レース傾向分析
CBC賞は夏のスプリントシリーズに位置付けられる古馬重賞で、中京芝1200m・右回りの急坂のあるコースが舞台。出走資格は3歳以上の混合ハンデ戦で、フルゲート18頭の混戦になる年が多い。北九州記念やセントウルSへ続く夏スプリント路線の主要戦のひとつで、スタートの俊敏さと、最後の坂を駆け上がるパワーが同時に求められる。58kg超のトップハンデを背負ったG1級と、48〜52kgで参戦する3歳・上がり馬がぶつかる構図は、ハンデキャッパーの腕の見せどころでもある。

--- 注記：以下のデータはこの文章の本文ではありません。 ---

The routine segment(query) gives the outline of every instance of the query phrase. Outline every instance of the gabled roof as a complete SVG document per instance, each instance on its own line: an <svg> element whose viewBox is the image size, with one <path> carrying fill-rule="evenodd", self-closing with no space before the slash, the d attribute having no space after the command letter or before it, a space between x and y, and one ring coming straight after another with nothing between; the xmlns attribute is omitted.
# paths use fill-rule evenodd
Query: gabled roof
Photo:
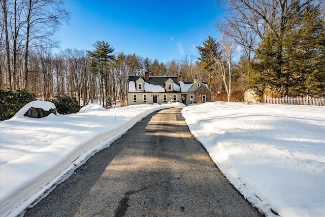
<svg viewBox="0 0 325 217"><path fill-rule="evenodd" d="M202 83L203 83L203 85L202 86L201 86L201 87L200 87L200 88L199 88L199 89L198 89L198 90L196 92L196 94L198 92L199 92L199 91L200 91L200 89L201 89L202 88L204 88L204 87L206 88L207 89L208 89L208 90L209 90L209 91L210 91L211 92L212 92L212 91L211 91L211 90L210 90L210 89L209 89L209 87L208 86L208 84L207 84L206 83L205 83L205 83L203 83L203 82L202 82Z"/></svg>
<svg viewBox="0 0 325 217"><path fill-rule="evenodd" d="M148 83L151 84L153 84L154 85L158 85L165 89L165 84L166 82L170 78L173 80L174 83L179 86L179 81L178 80L178 77L158 77L158 76L150 76L149 78L149 79L145 79L145 76L129 76L128 77L128 83L130 83L130 81L134 81L136 82L136 81L139 79L139 78L142 78L145 82L145 83ZM181 92L180 90L179 91L174 90L172 91L166 91L168 92Z"/></svg>

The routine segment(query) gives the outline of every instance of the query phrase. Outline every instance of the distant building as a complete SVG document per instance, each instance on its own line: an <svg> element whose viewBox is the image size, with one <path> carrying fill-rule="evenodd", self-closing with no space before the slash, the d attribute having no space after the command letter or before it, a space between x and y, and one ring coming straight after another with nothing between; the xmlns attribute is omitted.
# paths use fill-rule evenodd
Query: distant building
<svg viewBox="0 0 325 217"><path fill-rule="evenodd" d="M211 102L211 91L205 82L179 81L177 77L129 76L128 105L167 104L179 102L185 105Z"/></svg>

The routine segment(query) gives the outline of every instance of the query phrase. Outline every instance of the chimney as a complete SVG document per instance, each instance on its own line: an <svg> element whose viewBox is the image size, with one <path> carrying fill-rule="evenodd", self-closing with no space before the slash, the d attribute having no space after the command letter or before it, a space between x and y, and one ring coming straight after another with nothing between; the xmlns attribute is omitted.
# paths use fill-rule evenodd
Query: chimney
<svg viewBox="0 0 325 217"><path fill-rule="evenodd" d="M146 72L144 74L144 79L145 80L149 80L149 72Z"/></svg>

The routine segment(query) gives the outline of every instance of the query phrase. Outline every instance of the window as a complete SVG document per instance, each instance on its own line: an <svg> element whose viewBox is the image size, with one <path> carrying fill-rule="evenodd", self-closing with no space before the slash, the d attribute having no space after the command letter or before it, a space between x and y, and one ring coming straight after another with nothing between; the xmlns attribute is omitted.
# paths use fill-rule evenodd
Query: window
<svg viewBox="0 0 325 217"><path fill-rule="evenodd" d="M167 84L167 89L168 90L172 90L172 84Z"/></svg>
<svg viewBox="0 0 325 217"><path fill-rule="evenodd" d="M190 102L194 101L194 95L189 95L189 101Z"/></svg>
<svg viewBox="0 0 325 217"><path fill-rule="evenodd" d="M176 102L176 100L177 100L177 98L176 97L176 95L173 95L173 101L174 102Z"/></svg>

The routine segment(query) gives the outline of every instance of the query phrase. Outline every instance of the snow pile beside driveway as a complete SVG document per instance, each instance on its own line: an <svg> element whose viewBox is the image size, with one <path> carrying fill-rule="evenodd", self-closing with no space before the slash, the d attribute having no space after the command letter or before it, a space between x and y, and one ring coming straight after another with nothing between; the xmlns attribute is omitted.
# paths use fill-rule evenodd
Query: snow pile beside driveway
<svg viewBox="0 0 325 217"><path fill-rule="evenodd" d="M12 118L0 122L0 216L19 214L64 174L109 146L150 113L182 106L106 109L93 104L76 114L50 114L37 119L23 114L31 107L48 110L52 105L29 103Z"/></svg>
<svg viewBox="0 0 325 217"><path fill-rule="evenodd" d="M325 107L213 102L182 114L231 182L267 216L325 216Z"/></svg>

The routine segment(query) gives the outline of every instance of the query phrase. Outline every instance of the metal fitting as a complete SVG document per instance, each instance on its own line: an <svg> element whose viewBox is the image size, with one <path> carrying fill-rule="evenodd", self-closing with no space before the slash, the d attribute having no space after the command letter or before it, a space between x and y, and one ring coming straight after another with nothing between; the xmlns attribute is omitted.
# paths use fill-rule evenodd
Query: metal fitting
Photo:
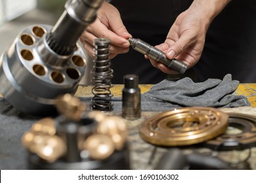
<svg viewBox="0 0 256 183"><path fill-rule="evenodd" d="M128 41L133 49L142 54L146 55L149 58L161 62L169 68L173 69L181 74L185 73L187 69L186 63L175 59L167 59L164 52L139 39L129 38Z"/></svg>
<svg viewBox="0 0 256 183"><path fill-rule="evenodd" d="M140 89L139 77L135 75L125 75L122 91L122 117L127 120L140 118Z"/></svg>
<svg viewBox="0 0 256 183"><path fill-rule="evenodd" d="M56 98L74 93L86 61L77 41L103 0L68 1L56 25L22 31L0 58L0 93L16 109L32 114L56 112Z"/></svg>

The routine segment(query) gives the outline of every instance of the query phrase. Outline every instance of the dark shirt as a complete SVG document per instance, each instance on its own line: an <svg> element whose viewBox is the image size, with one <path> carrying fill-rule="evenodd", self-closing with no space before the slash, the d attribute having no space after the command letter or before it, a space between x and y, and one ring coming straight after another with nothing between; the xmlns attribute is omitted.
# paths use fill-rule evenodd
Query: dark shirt
<svg viewBox="0 0 256 183"><path fill-rule="evenodd" d="M112 0L122 20L134 38L152 45L163 42L179 14L192 0ZM198 63L191 69L197 81L222 79L230 73L241 82L256 82L256 1L233 0L215 18L207 33ZM123 76L135 74L140 84L156 84L167 75L154 67L144 56L131 48L112 59L114 84ZM186 72L182 76L190 76Z"/></svg>

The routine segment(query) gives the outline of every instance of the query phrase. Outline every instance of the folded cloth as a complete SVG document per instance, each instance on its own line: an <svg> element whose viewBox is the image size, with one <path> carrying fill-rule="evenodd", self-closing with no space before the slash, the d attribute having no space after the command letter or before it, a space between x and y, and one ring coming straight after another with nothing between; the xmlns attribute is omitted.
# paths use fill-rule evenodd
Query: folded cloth
<svg viewBox="0 0 256 183"><path fill-rule="evenodd" d="M234 95L239 84L230 74L223 80L194 82L190 78L165 79L142 95L142 110L161 111L183 107L237 107L249 106L244 95Z"/></svg>

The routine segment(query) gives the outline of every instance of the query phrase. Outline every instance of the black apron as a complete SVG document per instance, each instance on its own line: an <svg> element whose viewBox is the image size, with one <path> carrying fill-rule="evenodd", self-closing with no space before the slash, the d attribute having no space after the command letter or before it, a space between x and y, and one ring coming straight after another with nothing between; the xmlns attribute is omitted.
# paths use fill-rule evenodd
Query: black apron
<svg viewBox="0 0 256 183"><path fill-rule="evenodd" d="M112 0L124 25L134 38L152 45L165 41L180 13L192 0ZM156 84L167 75L154 67L144 56L131 48L112 59L113 84L123 84L123 76L135 74L140 84ZM215 18L207 31L198 63L190 70L197 81L222 79L227 73L241 82L256 82L256 1L233 0ZM188 75L186 72L182 76Z"/></svg>

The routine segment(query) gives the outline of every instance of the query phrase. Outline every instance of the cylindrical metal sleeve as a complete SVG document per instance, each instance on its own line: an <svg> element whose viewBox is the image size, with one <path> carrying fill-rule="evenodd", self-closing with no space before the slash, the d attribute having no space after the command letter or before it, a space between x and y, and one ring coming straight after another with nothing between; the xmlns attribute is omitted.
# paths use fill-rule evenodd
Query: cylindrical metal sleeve
<svg viewBox="0 0 256 183"><path fill-rule="evenodd" d="M186 63L177 59L167 59L164 52L148 43L139 39L129 38L128 41L133 49L148 56L150 59L161 62L169 68L177 71L181 74L183 74L186 71L187 69Z"/></svg>
<svg viewBox="0 0 256 183"><path fill-rule="evenodd" d="M68 1L66 10L55 24L47 42L60 55L70 55L87 25L96 18L96 10L103 0Z"/></svg>
<svg viewBox="0 0 256 183"><path fill-rule="evenodd" d="M127 120L140 118L140 89L139 78L135 75L125 75L122 91L122 117Z"/></svg>

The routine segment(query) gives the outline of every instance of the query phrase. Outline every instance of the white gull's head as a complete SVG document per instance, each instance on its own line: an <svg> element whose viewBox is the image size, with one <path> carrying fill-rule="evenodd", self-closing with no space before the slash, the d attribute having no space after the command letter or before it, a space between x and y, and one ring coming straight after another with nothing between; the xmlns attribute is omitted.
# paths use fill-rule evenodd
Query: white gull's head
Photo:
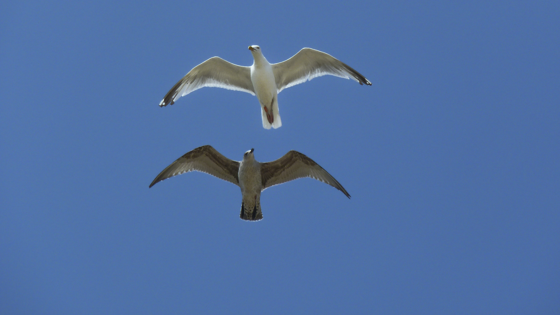
<svg viewBox="0 0 560 315"><path fill-rule="evenodd" d="M257 46L256 45L249 46L249 50L251 51L251 53L253 53L253 55L254 56L255 54L262 54L263 53L263 52L260 51L260 47Z"/></svg>

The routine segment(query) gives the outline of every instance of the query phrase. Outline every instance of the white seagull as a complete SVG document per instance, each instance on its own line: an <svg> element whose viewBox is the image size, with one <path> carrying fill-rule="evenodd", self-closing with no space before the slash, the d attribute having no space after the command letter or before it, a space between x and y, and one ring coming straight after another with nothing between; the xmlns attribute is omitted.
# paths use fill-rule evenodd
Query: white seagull
<svg viewBox="0 0 560 315"><path fill-rule="evenodd" d="M169 177L198 171L232 182L241 189L242 200L239 217L257 221L263 218L260 210L260 192L275 185L301 177L311 177L328 184L350 195L334 177L305 155L291 151L276 161L260 163L255 160L254 149L243 154L237 162L222 156L211 145L203 145L187 152L165 168L150 187Z"/></svg>
<svg viewBox="0 0 560 315"><path fill-rule="evenodd" d="M205 86L242 91L256 95L260 103L263 127L276 129L282 126L278 93L287 87L325 74L352 78L362 85L371 85L357 71L323 51L304 48L288 60L271 64L263 55L260 47L253 45L249 49L255 59L251 67L237 65L220 57L212 57L193 68L179 80L160 102L160 107L172 105L179 97Z"/></svg>

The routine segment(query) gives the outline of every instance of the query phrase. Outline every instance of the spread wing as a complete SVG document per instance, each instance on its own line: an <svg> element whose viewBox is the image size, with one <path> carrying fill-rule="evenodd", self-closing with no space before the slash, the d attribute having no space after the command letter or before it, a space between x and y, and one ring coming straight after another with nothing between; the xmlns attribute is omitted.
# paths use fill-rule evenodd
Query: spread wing
<svg viewBox="0 0 560 315"><path fill-rule="evenodd" d="M334 177L305 155L292 151L276 161L260 163L263 189L302 177L311 177L328 184L350 198Z"/></svg>
<svg viewBox="0 0 560 315"><path fill-rule="evenodd" d="M150 184L150 187L157 182L191 171L207 173L239 185L239 162L222 156L211 145L204 145L185 153L166 167Z"/></svg>
<svg viewBox="0 0 560 315"><path fill-rule="evenodd" d="M205 86L242 91L254 95L250 68L212 57L193 68L179 80L160 102L160 107L172 105L179 97Z"/></svg>
<svg viewBox="0 0 560 315"><path fill-rule="evenodd" d="M302 83L313 78L330 74L352 78L360 84L371 82L357 71L329 54L304 48L289 59L272 65L278 92L287 87Z"/></svg>

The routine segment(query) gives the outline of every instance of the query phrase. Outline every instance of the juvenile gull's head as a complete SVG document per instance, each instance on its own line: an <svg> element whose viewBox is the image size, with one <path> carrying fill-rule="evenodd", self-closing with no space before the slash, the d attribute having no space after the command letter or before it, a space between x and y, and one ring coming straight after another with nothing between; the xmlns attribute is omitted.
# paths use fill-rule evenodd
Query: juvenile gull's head
<svg viewBox="0 0 560 315"><path fill-rule="evenodd" d="M255 151L255 149L251 149L250 150L247 151L243 154L243 161L246 161L249 159L255 159L255 156L253 154L253 152Z"/></svg>

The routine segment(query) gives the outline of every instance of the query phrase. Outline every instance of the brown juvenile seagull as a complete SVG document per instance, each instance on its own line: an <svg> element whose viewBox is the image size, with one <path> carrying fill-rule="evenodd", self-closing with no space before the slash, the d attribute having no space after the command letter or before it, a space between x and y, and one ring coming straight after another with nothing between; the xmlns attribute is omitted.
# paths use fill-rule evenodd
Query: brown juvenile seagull
<svg viewBox="0 0 560 315"><path fill-rule="evenodd" d="M253 45L249 49L255 60L251 67L212 57L179 80L160 102L160 107L172 105L179 97L205 86L242 91L256 95L260 103L263 127L276 129L282 126L278 93L287 87L325 74L371 85L369 80L350 66L323 51L304 48L287 60L270 64L263 55L260 47Z"/></svg>
<svg viewBox="0 0 560 315"><path fill-rule="evenodd" d="M263 218L260 192L271 186L301 177L311 177L350 195L334 177L305 155L291 151L276 161L260 163L255 160L254 149L237 162L222 156L211 145L187 152L161 171L150 187L157 182L191 171L198 171L232 182L241 189L242 200L239 217L257 221Z"/></svg>

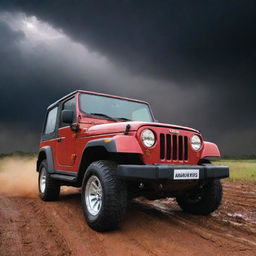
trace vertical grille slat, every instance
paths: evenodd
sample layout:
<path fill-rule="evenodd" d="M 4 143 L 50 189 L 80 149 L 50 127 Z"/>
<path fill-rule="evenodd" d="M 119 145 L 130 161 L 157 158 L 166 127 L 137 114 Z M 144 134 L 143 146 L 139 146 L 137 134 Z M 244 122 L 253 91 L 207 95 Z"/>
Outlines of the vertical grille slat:
<path fill-rule="evenodd" d="M 173 147 L 172 147 L 173 160 L 177 160 L 177 135 L 172 136 L 172 142 L 173 142 Z"/>
<path fill-rule="evenodd" d="M 165 158 L 165 138 L 163 133 L 160 134 L 160 158 Z"/>
<path fill-rule="evenodd" d="M 171 159 L 171 135 L 166 134 L 166 159 Z"/>
<path fill-rule="evenodd" d="M 179 136 L 179 160 L 183 160 L 183 137 Z"/>
<path fill-rule="evenodd" d="M 184 160 L 188 160 L 188 137 L 184 137 Z"/>
<path fill-rule="evenodd" d="M 188 160 L 188 137 L 160 133 L 160 159 L 161 160 Z"/>

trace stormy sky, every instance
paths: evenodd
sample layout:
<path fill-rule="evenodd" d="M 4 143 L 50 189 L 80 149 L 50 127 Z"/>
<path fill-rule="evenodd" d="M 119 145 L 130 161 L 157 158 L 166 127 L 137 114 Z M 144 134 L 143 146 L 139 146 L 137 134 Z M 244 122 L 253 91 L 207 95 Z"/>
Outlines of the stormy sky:
<path fill-rule="evenodd" d="M 1 1 L 0 153 L 36 151 L 45 109 L 84 89 L 151 103 L 224 155 L 256 154 L 256 2 Z"/>

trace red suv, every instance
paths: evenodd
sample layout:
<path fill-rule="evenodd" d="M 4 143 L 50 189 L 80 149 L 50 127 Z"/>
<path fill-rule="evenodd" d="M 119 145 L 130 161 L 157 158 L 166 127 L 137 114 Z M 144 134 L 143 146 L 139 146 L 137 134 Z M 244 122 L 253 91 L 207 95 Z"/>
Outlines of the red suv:
<path fill-rule="evenodd" d="M 41 199 L 60 186 L 82 187 L 82 208 L 96 231 L 115 229 L 127 201 L 175 197 L 193 214 L 210 214 L 222 198 L 226 166 L 199 131 L 155 121 L 147 102 L 75 91 L 47 109 L 37 171 Z"/>

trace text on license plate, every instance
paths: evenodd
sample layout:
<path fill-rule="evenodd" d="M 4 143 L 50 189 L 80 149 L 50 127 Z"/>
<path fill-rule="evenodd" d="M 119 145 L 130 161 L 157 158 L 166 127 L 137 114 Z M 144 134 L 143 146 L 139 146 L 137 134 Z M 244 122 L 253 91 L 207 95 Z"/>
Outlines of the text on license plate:
<path fill-rule="evenodd" d="M 174 180 L 197 180 L 199 179 L 199 169 L 174 169 Z"/>

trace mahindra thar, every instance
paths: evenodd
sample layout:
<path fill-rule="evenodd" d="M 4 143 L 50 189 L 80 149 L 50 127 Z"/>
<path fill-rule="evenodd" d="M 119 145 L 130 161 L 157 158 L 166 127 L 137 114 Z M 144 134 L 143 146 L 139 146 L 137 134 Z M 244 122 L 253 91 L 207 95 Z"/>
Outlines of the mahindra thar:
<path fill-rule="evenodd" d="M 62 185 L 81 187 L 82 209 L 96 231 L 118 227 L 128 200 L 175 197 L 191 214 L 207 215 L 222 198 L 226 166 L 214 143 L 195 129 L 156 122 L 147 102 L 74 91 L 50 105 L 37 160 L 42 200 Z"/>

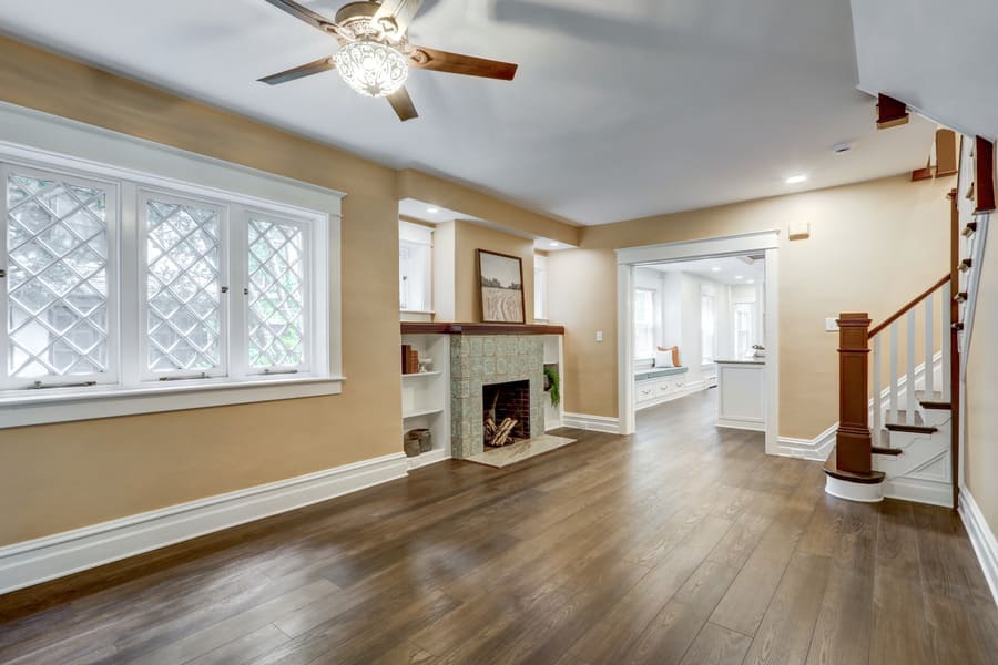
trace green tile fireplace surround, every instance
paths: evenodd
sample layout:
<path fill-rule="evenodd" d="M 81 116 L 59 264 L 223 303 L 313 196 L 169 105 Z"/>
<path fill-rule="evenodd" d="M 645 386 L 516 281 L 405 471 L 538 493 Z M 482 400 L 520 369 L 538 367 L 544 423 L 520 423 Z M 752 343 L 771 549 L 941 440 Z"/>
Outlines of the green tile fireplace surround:
<path fill-rule="evenodd" d="M 544 433 L 544 338 L 541 335 L 451 335 L 451 456 L 465 459 L 483 449 L 482 386 L 530 383 L 530 438 Z"/>

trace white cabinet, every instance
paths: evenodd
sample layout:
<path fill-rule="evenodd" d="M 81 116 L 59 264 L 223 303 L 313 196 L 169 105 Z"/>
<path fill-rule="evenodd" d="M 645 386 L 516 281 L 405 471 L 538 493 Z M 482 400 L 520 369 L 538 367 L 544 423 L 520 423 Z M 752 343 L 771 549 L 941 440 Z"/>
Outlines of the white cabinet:
<path fill-rule="evenodd" d="M 634 403 L 638 409 L 660 405 L 693 392 L 686 385 L 685 367 L 645 369 L 634 374 Z"/>
<path fill-rule="evenodd" d="M 762 361 L 719 360 L 717 427 L 766 430 L 766 366 Z"/>
<path fill-rule="evenodd" d="M 434 436 L 431 451 L 408 458 L 416 469 L 450 457 L 450 336 L 403 335 L 401 341 L 434 361 L 434 371 L 401 375 L 403 436 L 416 428 Z"/>

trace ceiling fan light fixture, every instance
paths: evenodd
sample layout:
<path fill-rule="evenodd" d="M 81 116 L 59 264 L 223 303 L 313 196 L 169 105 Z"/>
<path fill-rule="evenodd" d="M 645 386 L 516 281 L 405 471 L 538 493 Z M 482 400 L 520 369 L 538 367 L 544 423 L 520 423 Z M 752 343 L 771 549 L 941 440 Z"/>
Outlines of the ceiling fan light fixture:
<path fill-rule="evenodd" d="M 409 64 L 396 49 L 373 40 L 345 44 L 334 55 L 346 84 L 366 96 L 388 96 L 406 83 Z"/>

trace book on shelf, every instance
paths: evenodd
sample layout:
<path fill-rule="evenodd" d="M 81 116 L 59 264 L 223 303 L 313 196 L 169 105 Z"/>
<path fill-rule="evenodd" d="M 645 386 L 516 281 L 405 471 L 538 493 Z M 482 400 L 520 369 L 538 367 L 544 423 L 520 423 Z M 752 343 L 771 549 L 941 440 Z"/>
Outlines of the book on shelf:
<path fill-rule="evenodd" d="M 419 351 L 414 349 L 411 345 L 403 345 L 401 366 L 403 374 L 419 372 Z"/>

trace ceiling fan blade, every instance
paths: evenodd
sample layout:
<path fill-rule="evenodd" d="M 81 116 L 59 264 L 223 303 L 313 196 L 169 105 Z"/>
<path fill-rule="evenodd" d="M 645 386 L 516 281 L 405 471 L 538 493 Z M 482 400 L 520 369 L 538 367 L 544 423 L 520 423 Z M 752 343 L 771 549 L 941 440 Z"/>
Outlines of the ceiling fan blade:
<path fill-rule="evenodd" d="M 419 117 L 419 114 L 416 113 L 416 106 L 413 104 L 413 98 L 409 96 L 409 91 L 405 86 L 389 94 L 387 99 L 400 121 L 406 122 L 407 120 Z"/>
<path fill-rule="evenodd" d="M 295 17 L 299 21 L 305 21 L 313 28 L 317 28 L 325 33 L 330 33 L 336 31 L 336 23 L 327 19 L 320 13 L 314 12 L 307 7 L 298 4 L 294 0 L 264 0 L 265 2 L 269 2 L 274 7 L 279 10 L 286 11 L 291 16 Z"/>
<path fill-rule="evenodd" d="M 391 19 L 398 27 L 398 32 L 404 33 L 421 6 L 422 0 L 383 0 L 381 7 L 375 12 L 375 22 Z"/>
<path fill-rule="evenodd" d="M 310 76 L 312 74 L 327 72 L 334 66 L 336 65 L 333 63 L 332 58 L 323 58 L 322 60 L 316 60 L 315 62 L 309 62 L 308 64 L 301 64 L 296 68 L 285 70 L 283 72 L 277 72 L 276 74 L 271 74 L 269 76 L 264 76 L 263 79 L 257 79 L 257 81 L 259 81 L 261 83 L 266 83 L 267 85 L 278 85 L 281 83 L 287 83 L 288 81 L 294 81 L 295 79 L 304 79 L 305 76 Z"/>
<path fill-rule="evenodd" d="M 512 81 L 517 74 L 517 64 L 486 60 L 461 53 L 448 53 L 425 47 L 414 47 L 409 55 L 413 66 L 428 69 L 435 72 L 450 72 L 451 74 L 465 74 L 466 76 L 483 76 L 486 79 L 501 79 Z"/>

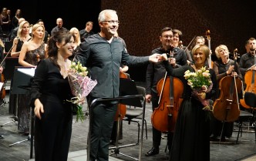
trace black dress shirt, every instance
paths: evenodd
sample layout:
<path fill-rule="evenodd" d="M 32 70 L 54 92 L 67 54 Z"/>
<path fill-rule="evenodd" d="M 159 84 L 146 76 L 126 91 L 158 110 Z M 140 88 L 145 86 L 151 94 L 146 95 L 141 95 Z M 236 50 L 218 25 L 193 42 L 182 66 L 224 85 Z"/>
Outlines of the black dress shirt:
<path fill-rule="evenodd" d="M 86 66 L 88 75 L 97 81 L 89 96 L 116 98 L 119 96 L 121 64 L 143 65 L 148 63 L 149 57 L 130 55 L 119 39 L 114 37 L 109 43 L 99 34 L 94 34 L 80 44 L 74 61 Z"/>
<path fill-rule="evenodd" d="M 177 67 L 187 64 L 186 52 L 179 48 L 173 49 L 173 56 L 176 59 Z M 152 54 L 163 54 L 169 52 L 163 50 L 162 48 L 157 48 L 152 51 Z M 164 77 L 166 69 L 163 62 L 150 63 L 147 65 L 146 73 L 146 92 L 147 94 L 151 94 L 151 90 L 157 92 L 157 82 Z"/>

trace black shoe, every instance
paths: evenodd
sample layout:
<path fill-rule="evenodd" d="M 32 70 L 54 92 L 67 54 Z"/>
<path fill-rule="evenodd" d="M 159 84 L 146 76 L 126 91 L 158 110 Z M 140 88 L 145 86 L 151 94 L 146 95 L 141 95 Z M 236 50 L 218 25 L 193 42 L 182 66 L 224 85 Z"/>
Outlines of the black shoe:
<path fill-rule="evenodd" d="M 210 141 L 211 142 L 217 142 L 218 139 L 215 136 L 211 136 L 211 137 L 210 137 Z"/>
<path fill-rule="evenodd" d="M 221 142 L 226 142 L 226 138 L 225 137 L 221 138 Z"/>
<path fill-rule="evenodd" d="M 159 153 L 159 148 L 153 146 L 150 151 L 148 151 L 145 156 L 154 156 Z"/>

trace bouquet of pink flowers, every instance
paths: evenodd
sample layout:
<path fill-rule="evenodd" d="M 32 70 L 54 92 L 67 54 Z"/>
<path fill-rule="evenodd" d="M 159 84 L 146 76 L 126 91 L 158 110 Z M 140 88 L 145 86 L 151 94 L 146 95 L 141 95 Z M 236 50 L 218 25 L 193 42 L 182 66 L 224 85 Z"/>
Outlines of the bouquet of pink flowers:
<path fill-rule="evenodd" d="M 72 94 L 75 97 L 72 98 L 69 102 L 76 105 L 76 122 L 84 119 L 83 112 L 83 103 L 86 96 L 93 90 L 97 84 L 96 80 L 92 80 L 87 76 L 88 71 L 86 67 L 82 66 L 82 64 L 71 62 L 70 69 L 68 71 L 68 79 L 71 88 Z"/>

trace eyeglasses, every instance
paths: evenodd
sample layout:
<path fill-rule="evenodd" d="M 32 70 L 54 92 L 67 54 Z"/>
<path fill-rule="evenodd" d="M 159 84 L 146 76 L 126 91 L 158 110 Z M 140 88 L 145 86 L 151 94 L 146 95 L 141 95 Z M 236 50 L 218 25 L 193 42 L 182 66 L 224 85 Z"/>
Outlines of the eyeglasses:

ペースは前半3F32〜33秒台、上がり3F33〜34秒台と中山1200mに比べて締まったラップを刻みやすく、良馬場での勝ち時計は1分06〜07秒台が中心。特筆すべきは2022年テイエムスパーダ(今村聖奈騎手)の1分05秒8で、芝1200mのJRAレコード級の決着になった。中京名物の坂が結果に直結するため、平坦巧者よりも坂をこなせるパワー型が好走しやすい一方、2017年シャイニングレイ(雨・北村友一騎手)の1分08秒0、2019年レッドアンシェル(不良・福永祐一騎手)の1分09秒8のように、馬場が湿ると一段時計が締まる。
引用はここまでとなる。